“With this notification we would like to inform you that our in-house Website Performance Monitoring System (WPMS) has signaled that your account constantly uses a large amount of the server’s CPU resources. These excessive requests consume an abnormally high amount of CPU resources and endanger the overall performance of the server. Your account consume more then 55703.75 CPU seconds and 102195.00 CPU executions for the last 24 hours. (…) Unfortunately, your website’s server resource usage is not suitable for this server and that is why we will no longer be able to host it there.“
This is the message that waited for me in my inbox when I woke up last Thursday morning (grammar errors and typos included). A quick visit to mor10.com confirmed my panic: The site was down, replaced by a 503 error. Logging into my site admin panel I discovered the hosting provider had locked down my site banning access to any incoming visitors. And for good reason. A quick inspection of the resource logs showed something dramatic had happened during the night. Here are screenshots of the weekly stats and the execution log for the preceding 24 hours:
Thus began what would become a 16 hour battle with arrogant and ignorant tech support “specialists”.
Searching for a cause
Looking at the server loads it was apparent something was amiss. The causes for these types of spikes are few and should be easy enough to spot with some further investigation:
- Sudden popularity of an article (formerly known as the “Slashdot Effect” or “Digg Effect”)

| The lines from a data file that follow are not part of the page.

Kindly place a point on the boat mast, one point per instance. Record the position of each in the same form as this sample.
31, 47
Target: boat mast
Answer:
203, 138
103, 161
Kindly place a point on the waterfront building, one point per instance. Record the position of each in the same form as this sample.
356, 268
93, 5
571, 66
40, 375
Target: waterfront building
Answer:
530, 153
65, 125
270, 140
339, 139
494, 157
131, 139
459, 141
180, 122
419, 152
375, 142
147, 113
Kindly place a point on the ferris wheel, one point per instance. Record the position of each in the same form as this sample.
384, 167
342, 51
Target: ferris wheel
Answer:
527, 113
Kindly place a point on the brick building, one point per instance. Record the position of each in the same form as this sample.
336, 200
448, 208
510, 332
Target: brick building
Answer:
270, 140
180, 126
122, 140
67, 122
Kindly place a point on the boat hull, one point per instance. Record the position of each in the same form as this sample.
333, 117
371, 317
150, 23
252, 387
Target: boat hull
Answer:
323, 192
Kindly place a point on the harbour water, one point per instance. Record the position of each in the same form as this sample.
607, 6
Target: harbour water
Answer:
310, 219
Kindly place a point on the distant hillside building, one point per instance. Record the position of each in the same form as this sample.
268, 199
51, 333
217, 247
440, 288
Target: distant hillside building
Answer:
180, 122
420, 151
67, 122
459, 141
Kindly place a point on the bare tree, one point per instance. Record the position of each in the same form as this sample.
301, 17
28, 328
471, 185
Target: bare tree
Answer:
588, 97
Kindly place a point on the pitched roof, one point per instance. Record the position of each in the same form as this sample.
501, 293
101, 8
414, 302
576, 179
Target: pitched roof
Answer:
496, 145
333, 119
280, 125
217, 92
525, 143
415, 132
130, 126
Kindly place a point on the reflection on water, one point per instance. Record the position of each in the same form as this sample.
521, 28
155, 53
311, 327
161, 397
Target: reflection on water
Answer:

- Denial of Service attack
- Scripting error
Considering the sudden and extreme spike in activity the Slashdot Effect was rather unlikely. This was further supported by checks of Google Analytics and Cloudflare stats which showed only a marginal increase in traffic during the same time period.
The next obvious cause would be a DDoS attack. However when inspecting the traffic logs for mor10.com everything looked normal. The logs for the past 24 hours matched the logs for the previous 24 hours in size and variance. Odd.
Having eliminated option one and two the remaining options became a major concern. To get some clarity I contacted tech support and requested more information. An hour later I got a response saying they expected the sudden spike was caused by a “plugin”. (I say “plugin” in quotation marks because I would later realize that the tech support staff use the term “plugin” to mean any application that runs on the server.) Knowing what plugins run on my site I could quickly eliminate that as an option but I chose to manually remove all of them and re-install fresh versions just to make sure. While logged in to the back end I also cleared out the theme directory, uploaded a clean version of the current active theme, and did a full inspection of any and all activity on the file server in the last 24 hours. Nothing stood out and nothing had been changed apart from the .htaccess file (which the host used to lock down the site) and the files I had just changed.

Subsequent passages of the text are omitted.